Personalized FL with Communication Compression

The new paper Personalized Federated Learning with Communication Compression has been published.

Our paper Personalized Federated Learning with Communication Compression has been published. The arXiv link for the paper:

I was glad to work with my peers El Houcine Bergou from Mohammed VI Polytechnic University, Aritra Dutta from University of Southern Denmark, Peter Richtárik from King Abdullah University of Science and Technology.

Federated Learning

The limited amount of data for training big models for Machine Learning can leads to poor machine learning models or makes even training impossible if the high statistical variance of the obtained models is the key problem. On another side, the proliferation of mobile phones, wearable devices, tablets, and smart home devices comes with an increase in the volume of data captured and stored on them. This data contains a wealth of potentially useful information to the owners of these devices if appropriate machine learning models could be trained on the heterogeneous data stored on such devices. The traditional approach involves moving the relevant data to a data center where centralized machine learning techniques can be efficiently applied. However, applying such an approach in practice leads to several issues: (a) Many device users are increasingly sensitive to privacy concerns and prefer their data to never leave their devices; (b) Moving data from their place of origin to a centralized location is very inefficient in terms of energy and time; (c) Data from different devices have different underlying distributions.
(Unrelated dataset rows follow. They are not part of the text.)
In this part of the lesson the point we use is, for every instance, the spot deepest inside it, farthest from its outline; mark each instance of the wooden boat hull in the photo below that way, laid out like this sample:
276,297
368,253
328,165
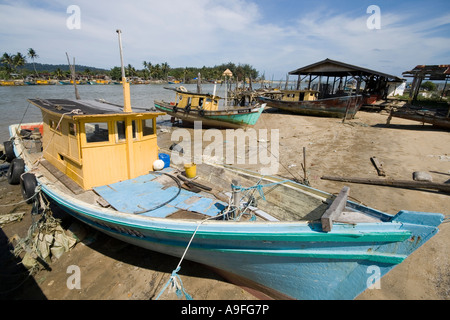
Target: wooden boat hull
285,259
332,107
233,118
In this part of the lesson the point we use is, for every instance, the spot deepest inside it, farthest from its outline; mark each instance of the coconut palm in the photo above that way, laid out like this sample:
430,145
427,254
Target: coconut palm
165,69
33,55
7,61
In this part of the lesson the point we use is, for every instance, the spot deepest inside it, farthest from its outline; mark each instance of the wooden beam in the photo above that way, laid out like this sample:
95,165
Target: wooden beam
443,187
378,166
334,210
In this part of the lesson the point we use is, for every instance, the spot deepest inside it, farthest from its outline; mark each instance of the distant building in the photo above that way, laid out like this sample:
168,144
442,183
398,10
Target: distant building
373,84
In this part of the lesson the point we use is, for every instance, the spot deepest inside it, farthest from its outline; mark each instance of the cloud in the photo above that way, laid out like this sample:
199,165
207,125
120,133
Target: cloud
210,32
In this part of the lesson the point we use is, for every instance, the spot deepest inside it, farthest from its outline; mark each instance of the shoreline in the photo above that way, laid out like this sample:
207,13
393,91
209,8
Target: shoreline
333,148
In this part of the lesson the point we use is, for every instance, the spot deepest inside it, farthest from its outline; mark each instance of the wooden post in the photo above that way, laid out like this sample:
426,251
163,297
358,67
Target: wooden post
334,210
443,187
72,72
236,200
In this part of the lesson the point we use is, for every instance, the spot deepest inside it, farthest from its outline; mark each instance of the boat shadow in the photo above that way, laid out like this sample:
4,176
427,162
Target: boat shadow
135,256
414,127
15,281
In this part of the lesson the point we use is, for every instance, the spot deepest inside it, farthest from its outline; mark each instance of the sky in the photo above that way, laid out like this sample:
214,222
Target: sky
273,36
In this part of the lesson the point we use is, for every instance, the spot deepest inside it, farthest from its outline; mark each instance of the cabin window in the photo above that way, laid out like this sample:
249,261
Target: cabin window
97,132
72,129
147,127
120,127
53,125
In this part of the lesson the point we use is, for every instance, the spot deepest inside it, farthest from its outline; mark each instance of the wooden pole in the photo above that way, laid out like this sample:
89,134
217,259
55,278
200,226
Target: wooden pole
72,72
443,187
125,84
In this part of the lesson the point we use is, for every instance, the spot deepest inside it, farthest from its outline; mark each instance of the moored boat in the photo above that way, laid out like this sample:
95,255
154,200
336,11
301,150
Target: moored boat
99,163
306,102
190,107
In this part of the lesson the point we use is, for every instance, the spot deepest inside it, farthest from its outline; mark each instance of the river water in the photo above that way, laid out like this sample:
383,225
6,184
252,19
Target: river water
14,107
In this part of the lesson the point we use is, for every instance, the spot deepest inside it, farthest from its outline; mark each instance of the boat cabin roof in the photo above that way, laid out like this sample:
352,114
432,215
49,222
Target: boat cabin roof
177,90
86,108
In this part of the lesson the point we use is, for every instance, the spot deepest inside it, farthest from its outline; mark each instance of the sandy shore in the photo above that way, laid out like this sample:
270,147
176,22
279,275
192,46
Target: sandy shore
114,270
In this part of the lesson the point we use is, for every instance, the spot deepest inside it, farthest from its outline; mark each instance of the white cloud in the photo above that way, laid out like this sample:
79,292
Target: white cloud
209,32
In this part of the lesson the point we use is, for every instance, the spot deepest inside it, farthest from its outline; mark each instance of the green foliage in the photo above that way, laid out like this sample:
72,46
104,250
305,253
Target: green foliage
17,63
429,86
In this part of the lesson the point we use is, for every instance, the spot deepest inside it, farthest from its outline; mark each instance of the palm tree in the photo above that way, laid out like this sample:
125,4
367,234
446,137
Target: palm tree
18,60
7,61
33,55
59,73
165,69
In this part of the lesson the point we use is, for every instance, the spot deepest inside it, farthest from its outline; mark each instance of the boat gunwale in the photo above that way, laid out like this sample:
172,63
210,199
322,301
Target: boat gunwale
301,230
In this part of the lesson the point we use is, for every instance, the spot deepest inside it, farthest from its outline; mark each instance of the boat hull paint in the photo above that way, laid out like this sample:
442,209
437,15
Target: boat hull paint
232,119
331,107
293,259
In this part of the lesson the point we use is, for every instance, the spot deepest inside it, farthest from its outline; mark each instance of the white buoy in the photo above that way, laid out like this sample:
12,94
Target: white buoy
158,165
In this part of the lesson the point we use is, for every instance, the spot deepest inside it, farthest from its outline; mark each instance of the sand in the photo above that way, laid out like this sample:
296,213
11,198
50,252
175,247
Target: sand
115,270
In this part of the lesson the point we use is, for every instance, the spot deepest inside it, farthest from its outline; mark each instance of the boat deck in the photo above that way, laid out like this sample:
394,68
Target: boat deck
157,195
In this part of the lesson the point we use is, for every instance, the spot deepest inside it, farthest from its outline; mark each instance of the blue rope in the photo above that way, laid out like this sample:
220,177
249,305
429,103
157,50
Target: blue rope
258,187
179,291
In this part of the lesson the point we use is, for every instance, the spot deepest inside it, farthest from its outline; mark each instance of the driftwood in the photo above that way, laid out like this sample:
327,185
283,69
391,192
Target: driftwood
443,187
378,166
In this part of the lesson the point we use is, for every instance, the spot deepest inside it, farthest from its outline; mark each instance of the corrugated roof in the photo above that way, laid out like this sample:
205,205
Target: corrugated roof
335,68
432,72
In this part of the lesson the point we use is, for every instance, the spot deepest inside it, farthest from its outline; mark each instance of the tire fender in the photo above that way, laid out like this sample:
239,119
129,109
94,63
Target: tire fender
15,170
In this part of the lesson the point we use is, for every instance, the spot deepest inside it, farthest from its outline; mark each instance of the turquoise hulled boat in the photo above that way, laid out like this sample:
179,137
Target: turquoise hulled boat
278,241
99,163
190,107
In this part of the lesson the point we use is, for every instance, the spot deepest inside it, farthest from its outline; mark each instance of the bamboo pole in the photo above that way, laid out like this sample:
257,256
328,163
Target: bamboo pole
443,187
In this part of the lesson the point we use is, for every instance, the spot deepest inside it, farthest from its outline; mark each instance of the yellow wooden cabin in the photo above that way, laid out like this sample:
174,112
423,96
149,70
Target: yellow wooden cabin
95,146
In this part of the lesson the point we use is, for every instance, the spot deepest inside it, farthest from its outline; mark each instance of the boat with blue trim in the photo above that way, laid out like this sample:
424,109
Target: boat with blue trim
192,106
99,163
307,102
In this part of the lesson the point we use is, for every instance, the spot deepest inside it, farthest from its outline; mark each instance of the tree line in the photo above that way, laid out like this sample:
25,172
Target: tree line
163,71
16,65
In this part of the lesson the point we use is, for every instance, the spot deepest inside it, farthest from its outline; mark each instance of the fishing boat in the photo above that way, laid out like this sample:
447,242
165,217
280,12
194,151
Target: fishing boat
190,107
99,163
307,102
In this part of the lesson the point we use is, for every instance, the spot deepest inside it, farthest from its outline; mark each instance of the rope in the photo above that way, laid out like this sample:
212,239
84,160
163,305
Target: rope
175,279
258,187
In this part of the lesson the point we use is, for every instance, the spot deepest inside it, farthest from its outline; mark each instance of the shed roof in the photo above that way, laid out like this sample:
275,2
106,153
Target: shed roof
431,72
335,68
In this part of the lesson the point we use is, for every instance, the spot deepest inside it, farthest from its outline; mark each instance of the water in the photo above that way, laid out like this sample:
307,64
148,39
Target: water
14,107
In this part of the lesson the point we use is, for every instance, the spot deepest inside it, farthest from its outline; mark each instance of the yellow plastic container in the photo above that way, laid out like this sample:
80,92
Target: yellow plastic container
191,170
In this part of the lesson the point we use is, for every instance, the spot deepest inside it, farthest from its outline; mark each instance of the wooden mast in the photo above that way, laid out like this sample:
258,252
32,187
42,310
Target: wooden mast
126,85
127,109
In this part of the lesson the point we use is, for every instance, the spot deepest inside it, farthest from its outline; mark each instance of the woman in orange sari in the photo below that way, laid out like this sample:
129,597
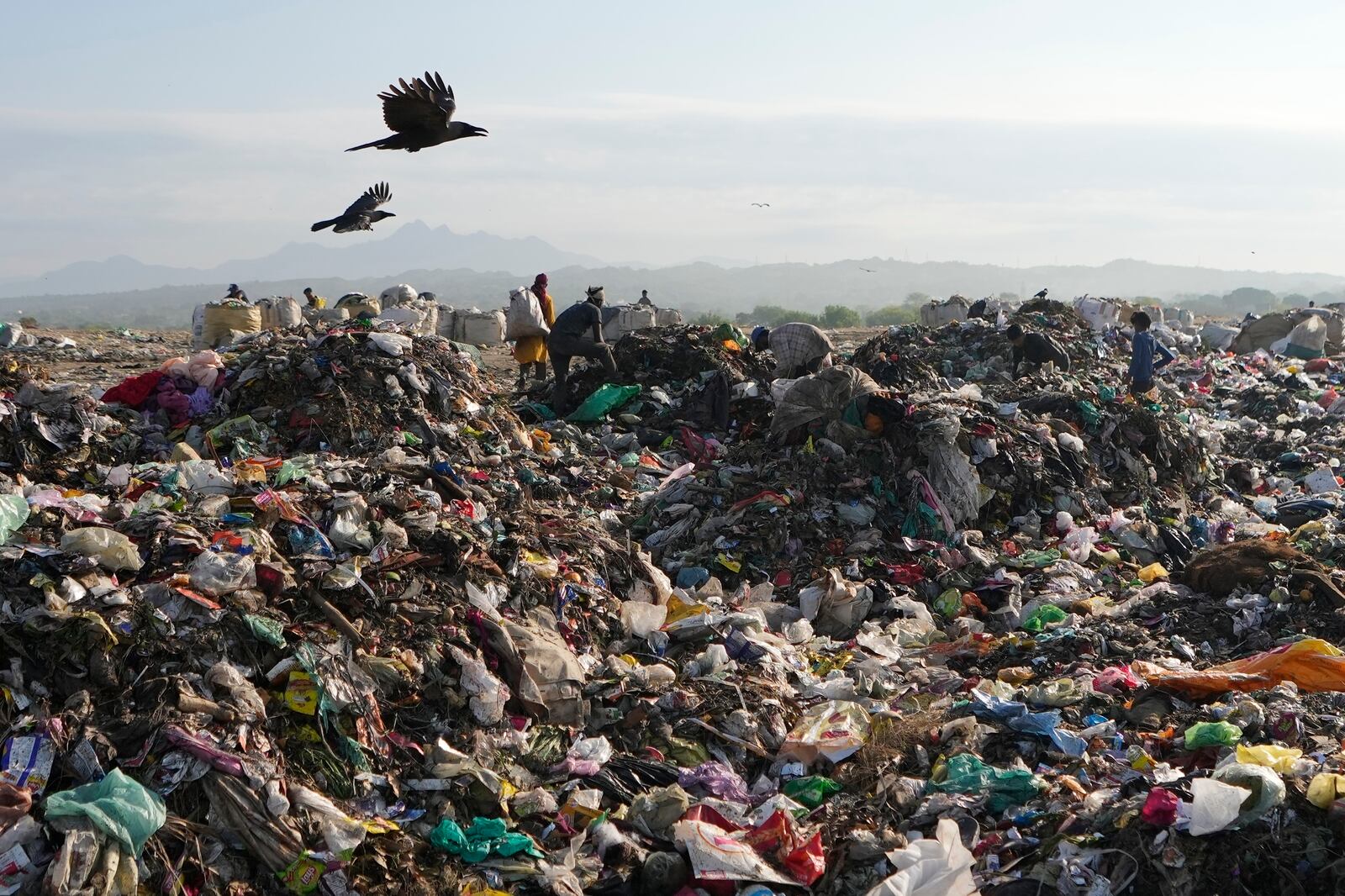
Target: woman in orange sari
531,350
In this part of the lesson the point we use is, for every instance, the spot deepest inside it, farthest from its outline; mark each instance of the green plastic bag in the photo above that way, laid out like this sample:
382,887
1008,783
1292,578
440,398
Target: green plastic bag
119,806
604,400
948,603
1212,735
481,838
1044,616
965,774
266,630
1091,414
13,513
811,791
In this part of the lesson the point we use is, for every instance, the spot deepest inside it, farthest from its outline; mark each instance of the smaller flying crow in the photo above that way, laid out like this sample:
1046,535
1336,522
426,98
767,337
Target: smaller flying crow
362,213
Federated learning (FL) (, arXiv:1912.04977, arXiv:1908.07873) has emerged as an interdisciplinary field focused on addressing these issues by training machine learning models directly on edge devices or organizations. In contrast to training traditional machine learning (ML) models in data centers, Federated Learning trains ML models over local datasets contained on resource-constrained heterogeneous edge devices.

Our work

Existing FL algorithms aim to learn a single global model for all participating devices, which may not be helpful to all devices participating in the training due to the heterogeneity of the data across the devices. Recently, Hanzely and Richtárik (2020) proposed a new formulation for training personalized FL models aimed at balancing the trade-off between the traditional global model and the local models that could be trained by individual devices using their private data only. They derived a new algorithm, called Loopless Gradient Descent (L2GD), to solve it and showed that this algorithm leads to improved communication complexity guarantees in regimes when more personalization is required. In this paper, we equip their L2GD algorithm with a bidirectional compression mechanism to further reduce the communication bottleneck between the local devices and the server. Unlike other compression-based algorithms used in the FL-setting, our compressed L2GD algorithm operates on a probabilistic communication protocol, where communication does not happen on a fixed schedule. Our compressed L2GD algorithm maintains a similar convergence rate as vanilla SGD without compression. To empirically validate the efficiency of our algorithm, we perform diverse numerical experiments and demonstrated the benefits of using our algorithm during training modern Deep Learning models used in Image Processing tasks: DenseNet-121, MobileNet, ResNet-18/56. We include experiments with Logistic Regression the model which is widely used in Statistics, Optimization, and ML for training shallow models when the modeling effort is focused on feature design rather than creating complex function classes for supervised Machine Learning tasks. All our algorithms are equipped with the theory for convex and non-convex cases for finite sum minimization problems that include solving the Empirical Risk Minimization (ERM) problem in ML.

Written on September 13, 2022